Федя тащит ведерко с речки — поит Кривую. Она долго сосет — не оторвется, а в нее овода впиваются, прямо в глаз, — только помаргивает — сосет. Видно, как у ней раздуваются бока и на них вздрагивают жилы. Я кричу — вижу на шее кровь:

— Кровь из нее идет, жила лопнула!..

Алой струйкой, густой, растекается на шее у Кривой кровь. Антипушка стирает лопушком и сердится:

— А, сте-рва какая, прокусил, гад!.. Вон и еще… гляди, как искровянили-то лошадку оводишки… а она пьет и пьет, не чует!..

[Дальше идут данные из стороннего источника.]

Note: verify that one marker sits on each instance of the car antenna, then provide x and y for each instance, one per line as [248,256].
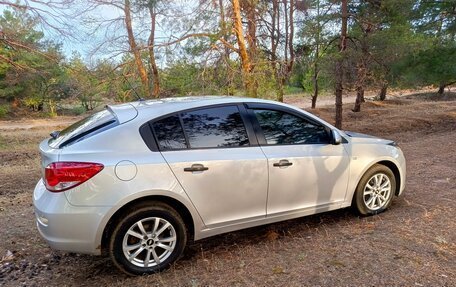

Говорят — это ничего, в такую жарынь пользительно, лошадка-то больно сытая, — «им и сладко». А Кривая все пьет и пьет, другое ведерко просит. Антипушка говорит, что так не пила давно, — пользительная вода тут, стало быть. И все мы пьем, тоже из ведерка. Вода ключевая, сладкая: Яуза тут родится, от родников, с-под горок. И Горкин хвалит: прямо чисто с гвоздей вода, ржавчиной отзывает, с пузыриками даже, — верно, через железо бьет. А в Москве Яуза черная да вонючая, не подоидешь, — потому и зовется — Яуза-Гряуза! И начинает громко рассказывать, будто из священного читает, а все богомольцы слушают. И подводчики с моста слушают — кипы везут на фабрику и приостановились.

— Так и человек. Родится дите чистое, хорошее, андельская душка. А потом и обгрязнится, черная станет да вонючая, до смрада. У Бога все хорошее, все-то новенькое да чистенькое, как те досточка строгана… а сами себя поганим! Всякая душа, ну… как цветик полевой-духовитый. Ну, она, понятно, и чует — поганая она стала, — и тошно ей. Вот и потянет ее в баньку духовную, во глагольную, как в Писаниях писано: «В баню водную, во глагольную»! Потому и идем к Преподобному — пообмыться, обчиститься, совлечься от грязи-вони…

Все вздыхают и говорят:

— Верно говоришь, отец… ох, верно!

А Горкин еще из священного говорит, и мне кажется, что его считают за батюшку: в белом казакинчике он, будто в подряснике, — и так мне приятно это. Просят и просят:

— Еще поговори чего, батюшка… слушать-то тебя хорошо, разумно!..

На берегу, в сторонке, сидят двое, в ситцевых рубахах, пьют из бутылки и закусывают зеленым луком. Это, я знаю, плохие люди. Когда мы глядели парня, они кричали:

— Он вот водочки вечерком хватит на пятаки-то ваши… сразу исцелится, разделает комаря… таких тут много!